Huang Nubo: I’m getting published by Gallimard

NRK‘s recent interview with poet-tycoon Huang Nubo soon drifted, fittingly, into the realm of poetry. He is, after all, “first of all a poet” who became a businessman just “to survive”. (Before becoming a businessman, he survived as an editor for an Association of Mayors – at the time when he published his first poetry collection – and, before that, as an official at the Propaganda Department.)

“Do you know the French publishing house Gallimard?” he asked his interviewer. “They are one of the top publishers in the world. In the last hundred years, they have never published poetry by Asian poets [this is almost true], but this year they are going to publish a poetry collection by me.”

In other, possibly unrelated news, André Velter, since 1999 the director of Gallimard’s poetry series, was with Huang earlier this month in the latest edition of a Chinese-French poetry festival, organised among others by Huang’s company Zhongkun 中坤 in Beijing. It’s quite a coincidence for Huang to announce that his poetry will appear in a collection directed by Velter, just after he’s praised the Norwegian government for refraining from meeting the Dalai Lama. Had the Norwegians ignored China’s warnings and met the guy, he had implied, his investment plans in the country might not be able to proceed.
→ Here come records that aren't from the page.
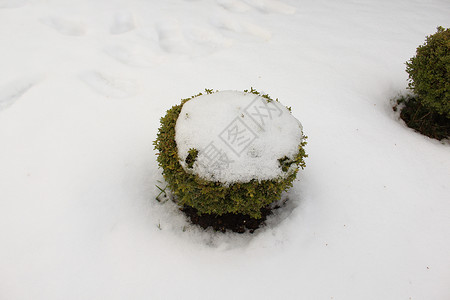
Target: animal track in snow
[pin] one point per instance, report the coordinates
(109, 86)
(64, 26)
(234, 5)
(272, 6)
(123, 22)
(12, 92)
(136, 56)
(193, 40)
(12, 3)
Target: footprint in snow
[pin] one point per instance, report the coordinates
(12, 92)
(123, 22)
(272, 6)
(234, 5)
(109, 86)
(12, 3)
(64, 26)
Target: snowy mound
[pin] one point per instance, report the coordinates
(239, 137)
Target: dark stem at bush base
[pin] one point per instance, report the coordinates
(421, 119)
(239, 223)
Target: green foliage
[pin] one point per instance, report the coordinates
(429, 72)
(213, 197)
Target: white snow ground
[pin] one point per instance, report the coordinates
(83, 85)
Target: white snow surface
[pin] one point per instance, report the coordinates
(83, 85)
(239, 137)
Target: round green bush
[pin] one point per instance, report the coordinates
(429, 72)
(216, 198)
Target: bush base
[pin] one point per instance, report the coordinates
(239, 223)
(421, 119)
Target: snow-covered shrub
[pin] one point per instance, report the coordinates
(429, 72)
(229, 152)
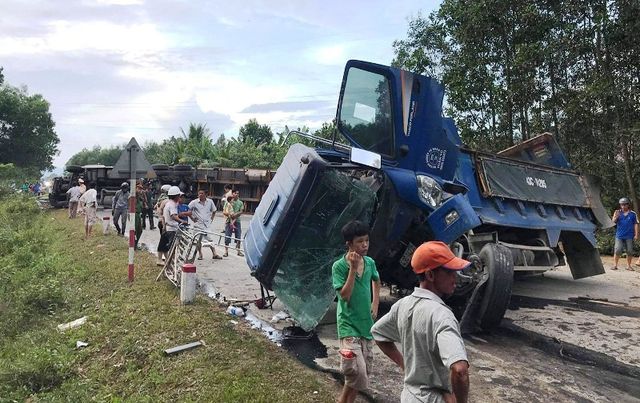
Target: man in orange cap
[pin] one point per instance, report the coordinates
(432, 354)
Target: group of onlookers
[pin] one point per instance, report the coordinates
(33, 188)
(430, 349)
(173, 212)
(83, 200)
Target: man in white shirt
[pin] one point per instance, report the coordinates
(74, 194)
(89, 202)
(83, 188)
(171, 220)
(203, 210)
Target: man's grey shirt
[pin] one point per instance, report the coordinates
(74, 193)
(202, 212)
(120, 200)
(430, 340)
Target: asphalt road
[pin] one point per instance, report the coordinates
(561, 340)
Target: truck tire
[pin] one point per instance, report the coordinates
(498, 262)
(74, 169)
(160, 167)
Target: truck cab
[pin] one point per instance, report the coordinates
(407, 174)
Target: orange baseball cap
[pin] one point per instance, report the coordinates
(433, 254)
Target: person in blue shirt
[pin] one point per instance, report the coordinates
(183, 209)
(626, 221)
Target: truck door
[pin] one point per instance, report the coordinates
(365, 115)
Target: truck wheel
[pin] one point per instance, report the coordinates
(498, 262)
(160, 167)
(182, 167)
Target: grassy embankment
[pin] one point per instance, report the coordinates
(50, 275)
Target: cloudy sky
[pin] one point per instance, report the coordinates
(113, 69)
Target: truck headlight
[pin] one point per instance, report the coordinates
(429, 190)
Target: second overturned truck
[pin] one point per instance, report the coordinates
(407, 174)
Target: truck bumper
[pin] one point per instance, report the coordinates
(452, 219)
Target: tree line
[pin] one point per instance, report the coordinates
(28, 141)
(256, 146)
(516, 68)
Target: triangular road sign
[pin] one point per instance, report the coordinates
(132, 156)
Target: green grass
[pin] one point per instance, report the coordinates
(53, 276)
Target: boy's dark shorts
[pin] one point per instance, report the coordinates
(356, 369)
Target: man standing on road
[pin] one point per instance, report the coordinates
(354, 276)
(171, 220)
(89, 201)
(233, 228)
(83, 188)
(74, 194)
(120, 207)
(626, 222)
(203, 210)
(432, 355)
(159, 206)
(148, 207)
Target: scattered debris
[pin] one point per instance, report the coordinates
(73, 324)
(235, 311)
(282, 315)
(184, 347)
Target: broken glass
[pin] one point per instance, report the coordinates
(303, 279)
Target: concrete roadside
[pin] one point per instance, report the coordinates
(598, 314)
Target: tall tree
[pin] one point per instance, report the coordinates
(27, 135)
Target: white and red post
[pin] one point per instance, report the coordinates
(132, 221)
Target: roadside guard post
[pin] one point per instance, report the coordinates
(188, 283)
(134, 164)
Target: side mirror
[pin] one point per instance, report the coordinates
(454, 187)
(367, 158)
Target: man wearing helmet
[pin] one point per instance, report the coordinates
(626, 222)
(171, 220)
(120, 207)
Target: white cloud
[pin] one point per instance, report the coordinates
(330, 55)
(101, 36)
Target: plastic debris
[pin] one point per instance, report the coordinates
(184, 347)
(235, 311)
(282, 315)
(73, 324)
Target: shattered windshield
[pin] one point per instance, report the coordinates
(303, 279)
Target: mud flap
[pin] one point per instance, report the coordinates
(582, 255)
(592, 184)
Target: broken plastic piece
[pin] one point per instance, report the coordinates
(73, 324)
(184, 347)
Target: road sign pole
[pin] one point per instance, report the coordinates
(132, 209)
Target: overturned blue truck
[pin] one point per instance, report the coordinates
(407, 174)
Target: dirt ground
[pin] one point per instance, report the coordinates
(561, 340)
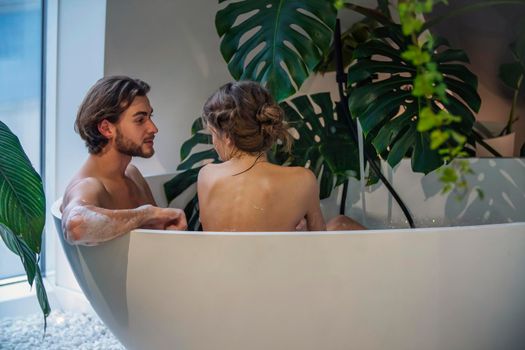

Velter, a poet, and his partner Marie-José Lamothe, a photographer and tibetologist, have often written about Tibetan issues, and he hasn’t been particularly enthusiastic about Chinese rule in the region, which he describes as “a brutal occupation“.

That Huang is a poet is mentioned pretty much everywhere he’s talked about, but this blog actually quotes his poetry from time to time.